Continuous physical systems whose behaviour can be modelled by partial differential equations (PDEs) are ubiquitous throughout science and engineering. For example, PDEs can describe flow past aircraft and through jet turbines, the propagation of earthquakes, the motion of the weather and the electrical behaviour of the heart and brain. Simulations based upon the numerical solution of PDEs are therefore an indispensable tool in the practical realisation of almost all high-technology industrial systems.
The multiscale and multi time step nature of the continuum mechanics systems themselves combined with huge potential for further application impact at higher resolution, poses a demanding need for greater computational power to compute billions of unknown values.
Gen X is bringing together the UK continuum mechanics code generation frameworks that are already “petascale-ready”. This is a field in which the UK holds a leadership position in cutting edge, deployed systems with demonstrated science impact.
Computing a numerical solution to a PDE produces one simulated outcome for a single set of input parameters where continuum mechanics simulation is usually just one component. Outer loop processes need to run many simulations to create an “actionable” output. Furthermore, these are not merely collections of independent computations: the outer loop process must consider the mathematical structure and properties of the PDE system and respond to the results of the earlier simulations conducted in order to determine which further computations are required.
The move towards exascale presents a timely opportunity to tackle the above challenges. For example, by exploitation of a new level of parallelism presented by the outer loop to turn ever-more parallel supercomputers into effective tools of science and engineering.
A simulation only has scientific or engineering value if its outcomes are actionable and can be analysed and studied. New approaches are therefore being considered in which data analysis and visualisation are conducted on the fly, before data have to be discarded due to the enormous data flow that will underpin the exascale.
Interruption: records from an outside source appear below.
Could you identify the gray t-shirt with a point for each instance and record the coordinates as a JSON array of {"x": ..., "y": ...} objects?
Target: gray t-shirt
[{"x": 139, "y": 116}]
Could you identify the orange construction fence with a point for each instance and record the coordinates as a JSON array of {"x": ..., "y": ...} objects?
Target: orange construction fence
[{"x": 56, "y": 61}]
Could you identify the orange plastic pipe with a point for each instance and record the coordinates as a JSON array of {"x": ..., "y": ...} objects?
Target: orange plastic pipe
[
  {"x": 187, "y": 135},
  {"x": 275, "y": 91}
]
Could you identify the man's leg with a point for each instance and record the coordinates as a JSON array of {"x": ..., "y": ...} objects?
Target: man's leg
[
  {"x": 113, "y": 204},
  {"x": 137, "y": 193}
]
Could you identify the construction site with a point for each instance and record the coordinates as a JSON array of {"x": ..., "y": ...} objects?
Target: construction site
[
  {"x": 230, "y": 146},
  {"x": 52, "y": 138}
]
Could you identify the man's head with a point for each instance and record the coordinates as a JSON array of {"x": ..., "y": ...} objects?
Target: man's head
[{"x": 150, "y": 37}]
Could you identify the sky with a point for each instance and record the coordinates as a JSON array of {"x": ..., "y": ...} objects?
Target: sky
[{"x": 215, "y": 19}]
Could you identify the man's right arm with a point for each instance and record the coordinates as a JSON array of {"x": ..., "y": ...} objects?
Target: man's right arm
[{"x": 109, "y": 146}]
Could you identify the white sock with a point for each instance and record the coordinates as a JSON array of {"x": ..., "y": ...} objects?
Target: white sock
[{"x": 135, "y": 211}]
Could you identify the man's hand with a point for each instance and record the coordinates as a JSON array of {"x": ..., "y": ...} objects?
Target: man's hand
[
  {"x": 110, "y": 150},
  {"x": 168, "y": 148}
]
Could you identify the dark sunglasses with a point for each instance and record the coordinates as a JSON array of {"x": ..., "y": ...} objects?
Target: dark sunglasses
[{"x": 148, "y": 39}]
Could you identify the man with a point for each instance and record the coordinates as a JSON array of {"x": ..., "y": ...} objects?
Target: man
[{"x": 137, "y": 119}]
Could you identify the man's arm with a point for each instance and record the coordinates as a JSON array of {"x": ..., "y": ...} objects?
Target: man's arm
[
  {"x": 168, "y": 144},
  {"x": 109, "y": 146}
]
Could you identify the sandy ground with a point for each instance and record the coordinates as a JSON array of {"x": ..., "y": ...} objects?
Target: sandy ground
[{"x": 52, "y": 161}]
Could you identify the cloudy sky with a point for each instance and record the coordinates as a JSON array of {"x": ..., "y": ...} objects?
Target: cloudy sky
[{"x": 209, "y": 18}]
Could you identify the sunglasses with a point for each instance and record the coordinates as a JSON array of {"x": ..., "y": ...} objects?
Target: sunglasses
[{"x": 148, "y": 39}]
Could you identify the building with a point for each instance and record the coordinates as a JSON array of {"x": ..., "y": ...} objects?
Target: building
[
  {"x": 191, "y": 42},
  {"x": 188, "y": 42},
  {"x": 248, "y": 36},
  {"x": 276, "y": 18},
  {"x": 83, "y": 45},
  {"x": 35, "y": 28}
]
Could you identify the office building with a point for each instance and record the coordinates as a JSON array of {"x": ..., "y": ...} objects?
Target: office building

Achieving an effective “separation of concerns” through composability and code generation requires:
- Methods for creating a separation of concerns between different “algorithmic components”.
- Functionality that allows simulation developers and users to “co-design” an optimal chain of algorithms for the science or engineering challenge at hand without having to fully understand technology and techniques outside of their own specialism.
- Infrastructure that allows algorithms to be instantiated with high performance upon a diverse range of emerging and disruptive hardware without the need to reimplement the component algorithms themselves (so called “performance portability”).
Possible long-term contributions to the overarching ExCALIBUR objectives include:
- Code generation capabilities for extreme-scale PDE discretisation.
- Composable outer loop layers.
- Programmable on-line analysis and visualisation.
- Deployable software spanning from laptop to the world’s largest supercomputers.